I posted, previously, about my foray into Windows Workflow. In that post, I described a bit about the application I was writing and how I was using Workflow to solve the problem of moving orders through various business processes.
Well, the application is maturing and I recently deployed an update to the original flow definitions and everything ground to a halt. I was aware of the versioning issues, thought I had it covered, but I didn't. Before I delve into the details, I want to say that while I find the current story around versions of flows to be lacking in many ways, I honestly can't think of a better solution to the problem. That said, the approach reminds me a bit of the versioning of COM interfaces in the good old days.
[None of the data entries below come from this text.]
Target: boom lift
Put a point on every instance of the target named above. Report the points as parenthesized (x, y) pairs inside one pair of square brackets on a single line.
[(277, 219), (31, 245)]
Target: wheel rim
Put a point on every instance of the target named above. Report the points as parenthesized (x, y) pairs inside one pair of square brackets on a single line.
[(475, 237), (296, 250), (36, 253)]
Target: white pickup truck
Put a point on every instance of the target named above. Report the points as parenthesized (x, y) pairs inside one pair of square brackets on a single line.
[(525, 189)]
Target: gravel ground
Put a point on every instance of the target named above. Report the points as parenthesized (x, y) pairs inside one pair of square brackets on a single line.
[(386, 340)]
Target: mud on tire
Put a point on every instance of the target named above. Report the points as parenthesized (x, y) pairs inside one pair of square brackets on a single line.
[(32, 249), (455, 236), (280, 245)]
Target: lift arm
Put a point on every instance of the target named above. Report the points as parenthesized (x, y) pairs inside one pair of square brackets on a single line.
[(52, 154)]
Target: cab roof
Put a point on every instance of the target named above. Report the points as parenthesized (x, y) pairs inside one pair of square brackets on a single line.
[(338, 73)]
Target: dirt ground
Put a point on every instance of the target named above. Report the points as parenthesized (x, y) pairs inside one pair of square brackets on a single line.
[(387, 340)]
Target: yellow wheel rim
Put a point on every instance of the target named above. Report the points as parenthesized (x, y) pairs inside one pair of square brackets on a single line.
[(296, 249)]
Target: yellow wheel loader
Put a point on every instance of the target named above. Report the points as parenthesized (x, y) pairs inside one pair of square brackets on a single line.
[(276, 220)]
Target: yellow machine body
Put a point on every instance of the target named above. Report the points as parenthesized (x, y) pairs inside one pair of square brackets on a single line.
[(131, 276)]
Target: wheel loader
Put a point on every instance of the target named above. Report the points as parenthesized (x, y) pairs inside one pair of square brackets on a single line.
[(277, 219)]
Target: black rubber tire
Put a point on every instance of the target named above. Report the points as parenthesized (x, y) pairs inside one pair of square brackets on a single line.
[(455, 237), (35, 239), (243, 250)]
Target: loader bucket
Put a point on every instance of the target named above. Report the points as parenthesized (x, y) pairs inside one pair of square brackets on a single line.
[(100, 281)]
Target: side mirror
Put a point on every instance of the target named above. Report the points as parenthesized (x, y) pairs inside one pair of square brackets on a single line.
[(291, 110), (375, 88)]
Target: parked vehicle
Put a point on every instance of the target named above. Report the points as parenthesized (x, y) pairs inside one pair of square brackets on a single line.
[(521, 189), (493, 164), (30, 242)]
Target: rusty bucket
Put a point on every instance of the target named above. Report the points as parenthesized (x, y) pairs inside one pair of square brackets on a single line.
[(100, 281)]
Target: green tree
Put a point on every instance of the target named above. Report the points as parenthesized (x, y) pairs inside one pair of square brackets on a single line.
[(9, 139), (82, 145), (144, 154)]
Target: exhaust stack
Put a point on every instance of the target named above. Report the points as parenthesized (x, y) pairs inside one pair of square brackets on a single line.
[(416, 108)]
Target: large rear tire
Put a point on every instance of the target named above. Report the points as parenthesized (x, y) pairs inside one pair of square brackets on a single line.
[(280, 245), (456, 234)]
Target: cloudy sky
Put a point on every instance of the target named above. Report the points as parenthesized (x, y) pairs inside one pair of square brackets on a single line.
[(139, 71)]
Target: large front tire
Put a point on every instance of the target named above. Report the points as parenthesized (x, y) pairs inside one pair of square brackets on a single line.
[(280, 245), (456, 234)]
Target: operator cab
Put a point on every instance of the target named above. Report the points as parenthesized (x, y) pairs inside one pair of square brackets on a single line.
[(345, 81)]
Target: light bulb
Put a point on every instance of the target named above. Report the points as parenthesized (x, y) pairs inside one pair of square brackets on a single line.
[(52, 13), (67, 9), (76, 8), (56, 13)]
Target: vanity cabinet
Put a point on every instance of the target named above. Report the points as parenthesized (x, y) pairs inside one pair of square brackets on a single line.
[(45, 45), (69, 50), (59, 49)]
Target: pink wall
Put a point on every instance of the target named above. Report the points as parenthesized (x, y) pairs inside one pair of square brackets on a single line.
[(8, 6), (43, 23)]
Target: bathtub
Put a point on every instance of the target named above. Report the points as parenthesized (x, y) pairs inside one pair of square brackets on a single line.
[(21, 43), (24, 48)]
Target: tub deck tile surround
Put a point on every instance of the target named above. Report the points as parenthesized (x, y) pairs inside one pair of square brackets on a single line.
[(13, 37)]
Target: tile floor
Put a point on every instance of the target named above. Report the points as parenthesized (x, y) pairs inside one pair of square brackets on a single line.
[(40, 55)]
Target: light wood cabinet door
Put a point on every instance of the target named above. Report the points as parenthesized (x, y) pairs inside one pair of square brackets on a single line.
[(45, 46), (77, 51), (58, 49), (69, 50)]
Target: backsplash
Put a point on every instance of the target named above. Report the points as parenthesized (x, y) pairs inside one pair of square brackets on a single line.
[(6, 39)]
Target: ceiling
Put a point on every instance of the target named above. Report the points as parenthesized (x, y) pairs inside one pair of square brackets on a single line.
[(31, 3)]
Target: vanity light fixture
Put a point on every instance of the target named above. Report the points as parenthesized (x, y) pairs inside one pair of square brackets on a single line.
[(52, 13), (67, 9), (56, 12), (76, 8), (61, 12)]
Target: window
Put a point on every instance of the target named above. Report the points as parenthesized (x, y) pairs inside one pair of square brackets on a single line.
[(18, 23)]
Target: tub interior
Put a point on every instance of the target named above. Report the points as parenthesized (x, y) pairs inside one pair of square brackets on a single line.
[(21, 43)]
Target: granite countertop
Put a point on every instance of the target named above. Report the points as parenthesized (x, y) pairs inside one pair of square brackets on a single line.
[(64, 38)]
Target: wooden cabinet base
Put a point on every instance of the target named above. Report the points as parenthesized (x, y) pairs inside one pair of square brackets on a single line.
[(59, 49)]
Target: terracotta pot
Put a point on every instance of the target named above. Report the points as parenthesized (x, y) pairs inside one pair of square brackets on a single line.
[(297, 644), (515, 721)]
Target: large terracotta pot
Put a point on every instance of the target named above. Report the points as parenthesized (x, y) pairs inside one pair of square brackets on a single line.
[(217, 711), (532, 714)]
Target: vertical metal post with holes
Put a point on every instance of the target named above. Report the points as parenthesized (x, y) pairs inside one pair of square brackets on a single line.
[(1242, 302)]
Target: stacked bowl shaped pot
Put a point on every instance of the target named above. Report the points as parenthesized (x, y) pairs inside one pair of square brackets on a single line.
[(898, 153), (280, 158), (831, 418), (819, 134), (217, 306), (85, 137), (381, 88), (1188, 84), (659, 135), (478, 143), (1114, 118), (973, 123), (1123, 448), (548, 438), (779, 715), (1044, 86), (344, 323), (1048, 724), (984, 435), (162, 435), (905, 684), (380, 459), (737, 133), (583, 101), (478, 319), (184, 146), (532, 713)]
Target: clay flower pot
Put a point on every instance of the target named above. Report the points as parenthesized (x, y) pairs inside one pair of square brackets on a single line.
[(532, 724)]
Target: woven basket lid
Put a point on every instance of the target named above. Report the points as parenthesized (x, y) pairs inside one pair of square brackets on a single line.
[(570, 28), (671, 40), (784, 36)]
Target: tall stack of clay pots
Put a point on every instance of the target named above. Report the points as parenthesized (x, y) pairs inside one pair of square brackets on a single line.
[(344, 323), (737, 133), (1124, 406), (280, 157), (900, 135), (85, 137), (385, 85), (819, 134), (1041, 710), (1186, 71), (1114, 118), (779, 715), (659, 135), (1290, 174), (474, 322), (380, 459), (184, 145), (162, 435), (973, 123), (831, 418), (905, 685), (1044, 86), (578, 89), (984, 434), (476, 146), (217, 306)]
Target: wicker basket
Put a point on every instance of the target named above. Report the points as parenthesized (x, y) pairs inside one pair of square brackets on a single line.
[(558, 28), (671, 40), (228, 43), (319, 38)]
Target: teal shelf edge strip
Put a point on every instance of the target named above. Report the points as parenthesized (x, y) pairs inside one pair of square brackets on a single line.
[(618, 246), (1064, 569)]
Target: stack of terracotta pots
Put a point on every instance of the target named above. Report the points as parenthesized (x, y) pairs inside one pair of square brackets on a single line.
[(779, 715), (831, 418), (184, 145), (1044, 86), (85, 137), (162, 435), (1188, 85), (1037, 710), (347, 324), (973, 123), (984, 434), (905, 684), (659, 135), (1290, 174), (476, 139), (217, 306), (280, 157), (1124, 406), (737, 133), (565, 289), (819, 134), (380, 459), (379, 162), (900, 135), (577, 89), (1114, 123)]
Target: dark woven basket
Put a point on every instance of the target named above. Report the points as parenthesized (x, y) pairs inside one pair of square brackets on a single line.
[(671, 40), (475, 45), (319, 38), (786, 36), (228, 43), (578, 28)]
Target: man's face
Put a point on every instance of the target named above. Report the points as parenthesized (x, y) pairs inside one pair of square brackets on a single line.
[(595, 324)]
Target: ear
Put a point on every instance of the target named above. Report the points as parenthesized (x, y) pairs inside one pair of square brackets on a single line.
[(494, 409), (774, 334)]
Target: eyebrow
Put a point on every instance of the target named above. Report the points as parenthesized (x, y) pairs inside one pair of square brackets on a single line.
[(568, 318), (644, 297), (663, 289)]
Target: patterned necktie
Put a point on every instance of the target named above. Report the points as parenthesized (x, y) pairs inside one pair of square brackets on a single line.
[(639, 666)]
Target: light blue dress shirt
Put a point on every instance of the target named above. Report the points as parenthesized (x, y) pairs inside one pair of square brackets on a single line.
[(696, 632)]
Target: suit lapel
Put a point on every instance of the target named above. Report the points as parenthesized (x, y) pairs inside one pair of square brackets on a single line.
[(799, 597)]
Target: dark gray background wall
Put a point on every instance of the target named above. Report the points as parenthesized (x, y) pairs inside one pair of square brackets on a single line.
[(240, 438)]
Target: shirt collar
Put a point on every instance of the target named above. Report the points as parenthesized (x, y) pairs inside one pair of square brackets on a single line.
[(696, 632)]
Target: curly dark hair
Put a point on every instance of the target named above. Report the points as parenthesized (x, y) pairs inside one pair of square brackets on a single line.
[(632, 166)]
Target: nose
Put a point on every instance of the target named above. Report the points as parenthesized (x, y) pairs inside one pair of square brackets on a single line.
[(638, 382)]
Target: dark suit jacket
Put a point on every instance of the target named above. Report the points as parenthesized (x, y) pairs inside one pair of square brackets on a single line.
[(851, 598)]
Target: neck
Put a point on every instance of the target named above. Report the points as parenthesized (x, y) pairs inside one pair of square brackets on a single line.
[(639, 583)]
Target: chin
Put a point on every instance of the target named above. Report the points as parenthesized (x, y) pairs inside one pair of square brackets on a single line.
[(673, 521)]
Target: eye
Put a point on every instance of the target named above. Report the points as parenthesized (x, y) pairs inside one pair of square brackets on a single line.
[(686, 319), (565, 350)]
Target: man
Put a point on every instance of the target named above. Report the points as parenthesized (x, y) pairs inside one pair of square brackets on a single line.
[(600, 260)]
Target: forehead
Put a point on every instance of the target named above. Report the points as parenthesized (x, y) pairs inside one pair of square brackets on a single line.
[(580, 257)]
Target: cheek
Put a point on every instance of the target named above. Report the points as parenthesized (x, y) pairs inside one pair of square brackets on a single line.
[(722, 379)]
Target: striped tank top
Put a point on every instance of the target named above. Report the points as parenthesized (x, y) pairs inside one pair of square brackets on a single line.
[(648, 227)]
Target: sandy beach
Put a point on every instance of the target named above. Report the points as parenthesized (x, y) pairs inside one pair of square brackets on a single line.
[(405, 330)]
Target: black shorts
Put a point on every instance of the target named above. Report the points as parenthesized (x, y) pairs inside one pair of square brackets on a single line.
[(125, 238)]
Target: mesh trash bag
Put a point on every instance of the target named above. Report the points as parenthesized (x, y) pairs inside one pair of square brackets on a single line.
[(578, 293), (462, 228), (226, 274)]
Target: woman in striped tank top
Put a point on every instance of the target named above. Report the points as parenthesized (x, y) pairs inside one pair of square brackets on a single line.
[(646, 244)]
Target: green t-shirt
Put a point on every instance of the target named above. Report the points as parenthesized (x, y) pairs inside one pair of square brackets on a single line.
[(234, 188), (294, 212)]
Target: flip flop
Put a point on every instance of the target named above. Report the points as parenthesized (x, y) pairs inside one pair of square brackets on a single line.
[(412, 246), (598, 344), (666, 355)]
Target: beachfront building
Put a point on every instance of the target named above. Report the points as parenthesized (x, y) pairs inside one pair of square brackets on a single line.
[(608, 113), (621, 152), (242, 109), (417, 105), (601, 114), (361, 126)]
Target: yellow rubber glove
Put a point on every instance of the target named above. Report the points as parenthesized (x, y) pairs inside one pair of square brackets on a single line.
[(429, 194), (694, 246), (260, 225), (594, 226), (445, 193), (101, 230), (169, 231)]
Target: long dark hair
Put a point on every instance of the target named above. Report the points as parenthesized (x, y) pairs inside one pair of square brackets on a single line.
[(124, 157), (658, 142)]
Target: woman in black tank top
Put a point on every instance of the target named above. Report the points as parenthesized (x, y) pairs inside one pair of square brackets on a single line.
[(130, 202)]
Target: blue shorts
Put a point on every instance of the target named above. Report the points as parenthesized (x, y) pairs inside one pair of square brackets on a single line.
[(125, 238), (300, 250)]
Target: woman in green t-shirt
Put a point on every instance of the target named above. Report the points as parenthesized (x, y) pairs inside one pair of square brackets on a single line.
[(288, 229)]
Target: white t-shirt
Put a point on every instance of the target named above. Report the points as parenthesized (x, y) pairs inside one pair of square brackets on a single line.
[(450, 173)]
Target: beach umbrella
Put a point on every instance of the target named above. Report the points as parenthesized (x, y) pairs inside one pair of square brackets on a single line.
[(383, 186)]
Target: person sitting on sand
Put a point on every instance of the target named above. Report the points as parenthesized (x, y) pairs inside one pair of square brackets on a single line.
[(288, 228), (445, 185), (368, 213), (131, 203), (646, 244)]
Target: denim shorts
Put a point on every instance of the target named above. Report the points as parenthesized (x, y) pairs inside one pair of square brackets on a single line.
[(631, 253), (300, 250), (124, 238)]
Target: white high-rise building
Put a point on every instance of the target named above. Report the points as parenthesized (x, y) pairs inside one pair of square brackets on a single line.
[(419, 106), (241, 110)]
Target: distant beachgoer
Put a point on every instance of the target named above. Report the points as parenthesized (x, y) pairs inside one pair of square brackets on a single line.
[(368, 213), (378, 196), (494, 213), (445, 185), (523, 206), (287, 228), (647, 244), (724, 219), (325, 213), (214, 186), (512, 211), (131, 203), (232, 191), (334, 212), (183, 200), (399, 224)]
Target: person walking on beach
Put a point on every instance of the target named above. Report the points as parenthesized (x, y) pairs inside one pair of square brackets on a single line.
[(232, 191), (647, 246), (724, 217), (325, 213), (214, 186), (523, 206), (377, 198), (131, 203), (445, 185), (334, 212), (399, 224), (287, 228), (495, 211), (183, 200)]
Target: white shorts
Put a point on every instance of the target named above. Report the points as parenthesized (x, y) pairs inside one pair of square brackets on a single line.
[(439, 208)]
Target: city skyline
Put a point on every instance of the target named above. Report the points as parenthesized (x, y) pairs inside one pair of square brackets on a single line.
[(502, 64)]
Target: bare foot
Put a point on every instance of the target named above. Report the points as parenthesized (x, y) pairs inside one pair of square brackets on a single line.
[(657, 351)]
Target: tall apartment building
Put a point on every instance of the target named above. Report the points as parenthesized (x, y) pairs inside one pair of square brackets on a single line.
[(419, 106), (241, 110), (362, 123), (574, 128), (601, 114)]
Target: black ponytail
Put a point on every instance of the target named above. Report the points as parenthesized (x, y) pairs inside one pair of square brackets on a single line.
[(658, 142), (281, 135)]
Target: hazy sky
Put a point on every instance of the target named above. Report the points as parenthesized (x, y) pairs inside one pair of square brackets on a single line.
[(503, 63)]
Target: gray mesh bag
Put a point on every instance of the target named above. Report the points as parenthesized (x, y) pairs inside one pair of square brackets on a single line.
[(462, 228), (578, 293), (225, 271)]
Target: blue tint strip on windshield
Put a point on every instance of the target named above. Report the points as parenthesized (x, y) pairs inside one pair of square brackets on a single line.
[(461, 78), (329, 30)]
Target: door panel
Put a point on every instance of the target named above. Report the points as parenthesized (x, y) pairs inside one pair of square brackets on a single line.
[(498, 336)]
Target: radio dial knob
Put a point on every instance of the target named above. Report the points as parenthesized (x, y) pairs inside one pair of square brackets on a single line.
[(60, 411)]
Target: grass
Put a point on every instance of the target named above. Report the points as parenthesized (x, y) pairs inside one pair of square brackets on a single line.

The problem goes something like this...I deploy a version of my flow (say version 1) and I start sending items down the flow. These are long running processes, so I'm using the persistence service and database to store the state of my flow instances as needed. At any point in time, I have several instances at various states of completion with state stored in the database. I decide I need to change one of my flows and replace version 1 with version 2, of my code. Now, all the instances that were in my persistence database that were expecting to run on version 1 of my flow are stuck. There is a strong affinity between a persisted instance and the version of code it was started on because the version of the code is part of the persisted state. Also, the state of each activity in the flow is persisted. If I've added, removed or rearranged any of my activities, the state will no longer fit into the flow when it's dehydrated. If an attempt is made to continue the a flow from version 1 on the version 2 code base, the result is an odd index out of bounds exception.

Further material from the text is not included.